Speaking at an event held by IBM at Chelsea’s Stamford Bridge stadium, Gavin Fleig, head of performance analysis at Manchester City went in to more detail about the club’s use of analytics, pointing out that while it’s used right down to the under-9s, it is primarily used with the senior first team for recruitment and profiling.
There are four key areas where Man City uses analytics: profiling, recruitment, game preparation and analysis and data management. "We’ve tried to open our eyes to the world of analytics and how it can help us improve our football performance. It’s easy to miss something you’re not looking for. It’s easy to get caught up in the emotion of a game. You need to detach yourself from that, separate fact from emotion," he said.
Fleig mentioned that British Cycling and Formula 1 have both used analytics with excellent results. "British Cycling is one of the most successful sports teams around and for them it’s all about getting that extra 1%. They have a department for marginal gain – something that would never have happened ten or 15 years ago," he said. "To go down to the finest detail and look at the smallest percentages that can make all the differences is what is taking British sport forward."
The analytics team at Manchester City has 280 unique actions they can measure for each player during a game and how they impact the team as a whole. Problems can be identified and fed back to the management and coaching staff who can then alter training regimes. Eventually, Fleig says, the difference is noticeable on the pitch.
One tangible example of a weakness identified and remedied is set pieces. The team was struggling with free kicks and corners and had scored twice in 21 matches. The analytics team pulled data from the big five leagues in Europe – The Premier League, Spain’s La Liga, Germany’s Bundesliga, Serie A in Italy and Ligue 1, the top division in France – for every chance created at set pieces.
"We pulled together some evidence-based research regarding the best type of delivery, movement of players in the box and which runs they should make. We presented it in a format that the players could understand and it was put in to action on the training pitch. In the first six games of the following season we scored four set piece goals," he said.
Another area when the club has used analytics to improve is player recruitment, ensuring the team signs the right player, one that will genuinely benefit the on-pitch performances.
Fleig’s team identified a weakness in the final third of the pitch where the team was giving away possession too cheaply compared to the more successful teams. It identified potential transfer targets – such as David Silva, Yaya Toure and Carlos Tevez – that held possession well around the opponent’s penalty area and signed them. Final third ball retention increased by 7.7%, Fleig said.

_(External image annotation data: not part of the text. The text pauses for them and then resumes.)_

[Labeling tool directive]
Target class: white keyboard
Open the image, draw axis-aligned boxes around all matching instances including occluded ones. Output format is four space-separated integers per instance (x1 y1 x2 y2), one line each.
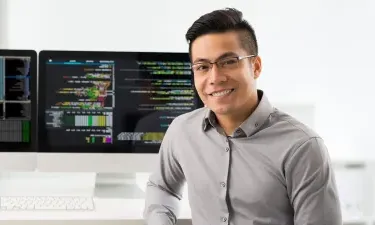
0 196 94 211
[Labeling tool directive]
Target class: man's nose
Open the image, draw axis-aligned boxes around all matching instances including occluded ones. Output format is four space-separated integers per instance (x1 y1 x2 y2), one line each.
209 64 227 84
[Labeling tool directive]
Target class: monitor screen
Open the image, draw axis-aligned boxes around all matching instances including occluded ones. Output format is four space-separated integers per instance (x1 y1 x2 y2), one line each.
39 51 203 153
0 50 36 152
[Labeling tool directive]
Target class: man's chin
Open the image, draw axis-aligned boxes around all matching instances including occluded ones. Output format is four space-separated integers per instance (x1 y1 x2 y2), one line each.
209 106 232 116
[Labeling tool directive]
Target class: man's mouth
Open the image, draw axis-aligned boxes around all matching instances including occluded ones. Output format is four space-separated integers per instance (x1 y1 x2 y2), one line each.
210 89 234 97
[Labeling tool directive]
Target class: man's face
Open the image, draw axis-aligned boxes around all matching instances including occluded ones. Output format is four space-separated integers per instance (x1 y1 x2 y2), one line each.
191 32 261 115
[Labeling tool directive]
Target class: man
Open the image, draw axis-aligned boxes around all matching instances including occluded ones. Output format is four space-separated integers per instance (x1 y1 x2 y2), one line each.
144 9 342 225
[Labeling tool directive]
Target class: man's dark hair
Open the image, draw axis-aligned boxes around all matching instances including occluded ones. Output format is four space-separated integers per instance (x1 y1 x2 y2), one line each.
185 8 258 57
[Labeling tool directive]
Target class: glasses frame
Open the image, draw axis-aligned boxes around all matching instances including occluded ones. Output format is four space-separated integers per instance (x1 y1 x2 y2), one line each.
190 55 256 73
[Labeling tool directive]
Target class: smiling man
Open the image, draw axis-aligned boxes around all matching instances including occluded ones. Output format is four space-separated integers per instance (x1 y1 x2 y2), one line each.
144 9 342 225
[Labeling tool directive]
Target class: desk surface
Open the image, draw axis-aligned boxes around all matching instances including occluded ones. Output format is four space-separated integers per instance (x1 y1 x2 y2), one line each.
0 198 191 221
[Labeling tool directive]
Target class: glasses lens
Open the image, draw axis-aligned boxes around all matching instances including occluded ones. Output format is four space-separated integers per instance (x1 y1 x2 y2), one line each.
218 58 238 69
192 63 210 73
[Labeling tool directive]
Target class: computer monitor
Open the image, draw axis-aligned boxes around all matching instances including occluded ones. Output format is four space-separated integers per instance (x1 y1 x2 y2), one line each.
38 51 203 197
0 49 37 172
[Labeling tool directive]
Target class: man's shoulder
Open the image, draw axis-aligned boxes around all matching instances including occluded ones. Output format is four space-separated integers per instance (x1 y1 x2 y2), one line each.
272 108 321 145
171 107 208 128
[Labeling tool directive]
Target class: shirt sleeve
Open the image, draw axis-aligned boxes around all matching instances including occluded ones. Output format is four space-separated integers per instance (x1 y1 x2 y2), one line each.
285 138 342 225
143 118 185 225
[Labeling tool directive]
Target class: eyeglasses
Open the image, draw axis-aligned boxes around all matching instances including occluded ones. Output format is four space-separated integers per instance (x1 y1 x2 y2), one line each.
191 55 255 75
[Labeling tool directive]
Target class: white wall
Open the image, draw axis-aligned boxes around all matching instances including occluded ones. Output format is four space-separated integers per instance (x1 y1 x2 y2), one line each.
0 0 375 159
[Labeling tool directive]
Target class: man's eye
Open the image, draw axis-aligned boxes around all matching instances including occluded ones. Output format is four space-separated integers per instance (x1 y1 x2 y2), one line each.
223 59 237 65
196 65 208 71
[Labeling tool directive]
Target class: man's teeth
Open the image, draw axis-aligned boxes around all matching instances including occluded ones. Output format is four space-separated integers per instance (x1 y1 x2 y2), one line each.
211 90 232 97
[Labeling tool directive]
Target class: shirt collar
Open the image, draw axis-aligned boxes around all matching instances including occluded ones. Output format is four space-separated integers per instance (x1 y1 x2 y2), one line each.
203 90 274 137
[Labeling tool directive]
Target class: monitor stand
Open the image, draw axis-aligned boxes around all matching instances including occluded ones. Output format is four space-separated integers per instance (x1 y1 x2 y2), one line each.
94 173 145 199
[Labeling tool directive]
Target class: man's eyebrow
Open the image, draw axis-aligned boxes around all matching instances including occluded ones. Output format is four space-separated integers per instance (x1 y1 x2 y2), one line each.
193 52 237 64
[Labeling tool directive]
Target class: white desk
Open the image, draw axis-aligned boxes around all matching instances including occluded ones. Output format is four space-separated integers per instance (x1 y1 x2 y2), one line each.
0 174 191 225
0 199 191 225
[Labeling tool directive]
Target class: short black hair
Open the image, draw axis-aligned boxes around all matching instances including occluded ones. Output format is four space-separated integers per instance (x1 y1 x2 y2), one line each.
185 8 258 58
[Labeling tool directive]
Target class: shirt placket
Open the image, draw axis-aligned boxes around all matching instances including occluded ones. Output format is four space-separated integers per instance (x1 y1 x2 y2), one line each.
218 137 231 224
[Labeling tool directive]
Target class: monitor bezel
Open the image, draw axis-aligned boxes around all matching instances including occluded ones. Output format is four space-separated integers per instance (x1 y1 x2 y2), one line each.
38 50 204 154
0 49 38 152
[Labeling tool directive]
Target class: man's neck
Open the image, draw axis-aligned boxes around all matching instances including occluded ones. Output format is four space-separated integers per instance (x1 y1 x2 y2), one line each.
216 93 259 135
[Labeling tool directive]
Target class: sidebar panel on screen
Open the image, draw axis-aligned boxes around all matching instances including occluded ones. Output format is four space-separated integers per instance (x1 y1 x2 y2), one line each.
46 59 115 146
0 56 31 146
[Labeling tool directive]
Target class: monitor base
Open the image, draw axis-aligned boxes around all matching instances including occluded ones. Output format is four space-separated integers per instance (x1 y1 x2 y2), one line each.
0 172 150 199
94 173 145 199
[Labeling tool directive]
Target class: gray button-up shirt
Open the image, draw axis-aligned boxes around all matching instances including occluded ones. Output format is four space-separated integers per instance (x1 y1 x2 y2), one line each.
144 90 342 225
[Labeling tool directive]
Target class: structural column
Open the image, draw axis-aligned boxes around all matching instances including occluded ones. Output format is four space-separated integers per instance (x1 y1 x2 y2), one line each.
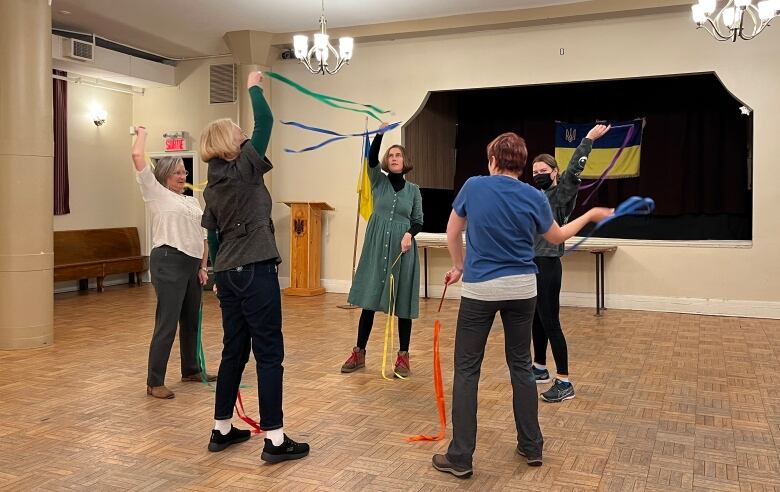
0 0 54 350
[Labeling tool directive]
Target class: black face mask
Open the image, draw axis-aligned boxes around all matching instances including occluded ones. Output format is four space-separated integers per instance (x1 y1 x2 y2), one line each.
534 173 552 190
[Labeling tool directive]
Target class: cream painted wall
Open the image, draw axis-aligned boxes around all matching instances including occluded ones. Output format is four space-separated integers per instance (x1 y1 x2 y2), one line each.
54 84 144 235
133 57 242 254
266 13 780 313
132 57 242 204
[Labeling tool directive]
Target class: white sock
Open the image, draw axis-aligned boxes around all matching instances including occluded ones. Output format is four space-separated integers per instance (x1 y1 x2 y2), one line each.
265 428 284 446
214 419 233 436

But how does the club deal with opposition to analytics? Fleig admits that a lot of match preparation at football club revolves around doing whatever the team did the last time it won – if it ain’t broke, don’t fix it, as the saying goes.
But the money floating around football these days means that simply isn’t the best way to approach training. It’s not based on fact or evidence and is therefore difficult to quantify what impact it is having.
"Football is a game very much steeped in tradition and people’s strong opinions, there is very much an old school mentality. But that’s shifting now with the new generation of coaches coming through and people who have come through a sports science and academic background," he said. "There is a huge focus on the business of football clubs and the management of performance data to guarantee the best chance of success."
So what does all this mean for your business? It’s about measuring the impact of your assets. "Until you can consistently collect and analyse the data it is impossible to gauge what is an effective approach," Fleig said. "When you find out what that is, when you can collect it and measure it and revisit it, you can repeat it in the future."